A story I told our eight- and six-year-old as we drove into the Mexican interior: when daddy met mummy he immediately fell in love and demanded her hand in marriage. She said: Maybe. First, a test. A feat to prove your worth. You must descend into the Cave of the Hanging Serpents in Kantemó. And so like Orpheus I descended into this underworld to emerge victorious clutching the Mantle of Destiny (my wife).
My kids say I’m not a Normal Daddy — I’m a Funny Daddy. They accuse me of telling tall tales. But it was true enough that we were headed to a cave of bat-eating snakes.
The journey inland
We drove from Cancún to Valladolid where we’d stay the night. iPads banned, my kids demanded stories. Why are the people dark skinned, they asked, which led to a very brief history of Mexico and the golden city Tenochtitlán and Hernán Cortés and the conquistadores. Tell us another story led to Pizarro and the Portuguese circumnavigation of Africa then Abel and Cain then Rachel and Laban then Joseph and his brothers. Joseph was the first distressed property investor in history, I explained, astutely buying up all Egyptians’ land on behalf of the Pharaoh at rock bottom prices. I’ll make astute investors out of them yet.

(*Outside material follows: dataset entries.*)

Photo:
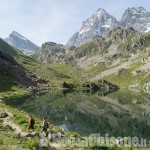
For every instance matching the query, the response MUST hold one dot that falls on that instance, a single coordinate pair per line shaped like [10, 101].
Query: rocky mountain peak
[99, 23]
[138, 18]
[20, 42]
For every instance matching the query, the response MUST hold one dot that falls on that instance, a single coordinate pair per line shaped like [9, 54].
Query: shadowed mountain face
[11, 72]
[100, 23]
[20, 42]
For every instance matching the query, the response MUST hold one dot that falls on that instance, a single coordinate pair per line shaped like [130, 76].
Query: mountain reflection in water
[118, 114]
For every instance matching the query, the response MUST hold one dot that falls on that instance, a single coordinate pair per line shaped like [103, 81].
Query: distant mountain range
[20, 42]
[100, 23]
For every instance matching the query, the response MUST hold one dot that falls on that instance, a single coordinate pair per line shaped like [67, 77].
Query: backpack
[46, 125]
[32, 121]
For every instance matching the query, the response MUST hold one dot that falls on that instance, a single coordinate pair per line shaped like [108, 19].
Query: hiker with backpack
[31, 123]
[45, 126]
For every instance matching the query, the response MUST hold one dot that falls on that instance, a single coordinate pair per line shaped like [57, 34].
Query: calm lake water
[122, 113]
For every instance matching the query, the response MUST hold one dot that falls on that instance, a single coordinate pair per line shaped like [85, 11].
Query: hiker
[45, 126]
[31, 122]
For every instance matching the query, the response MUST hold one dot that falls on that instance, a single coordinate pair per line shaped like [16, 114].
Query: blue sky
[55, 20]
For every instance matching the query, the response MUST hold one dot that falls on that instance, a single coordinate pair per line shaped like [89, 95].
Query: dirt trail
[43, 140]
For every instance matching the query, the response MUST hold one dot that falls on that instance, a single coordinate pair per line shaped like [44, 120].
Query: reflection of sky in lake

Valladolid has its charm — remnants of colonial architecture, a vibrant town centre square, and a dollop of pricier hipster-ish tourist traps. But perhaps familiarity and age has worn off some of my youthful exuberance and I noticed much more the poverty, the litter, the general decrepitude. Once I met an American in Costa Rica who told me he hated San José. He hated the barbed wire around houses, the mess, the poverty. He missed and appreciated home all the more. I thought him an idiot. Couldn’t he appreciate where he was on its own terms? Those eyes I had were a blessing, and I retain much of that, but I’m probably a little less earnest now.
From Valladolid we still had a two hour drive to Kantemó in time for dusk. Kantemó is a strip of a town you’d miss if you weren’t looking for it. The drive is surprisingly lovely. A single road that cuts through low dense jungle that occasionally canopies over. What a blessing this road was, what a miracle of a technology to slice through this tangle. How the conquistadores must have struggled to pass through such places.
In Kantemó you cannot miss the bat cave sign. The same man who met us a decade ago on our first descent met us again. This Charon was friendly, although even my Mexican wife struggled to understand his Spanish, tinged by the native Mayan tongue he spoke. Just like the blind white-translucent creatures that lurked in the pitch black of the water at the bottom of the caves, so his eyes bulged slightly with whatever whiteness stalked those depths.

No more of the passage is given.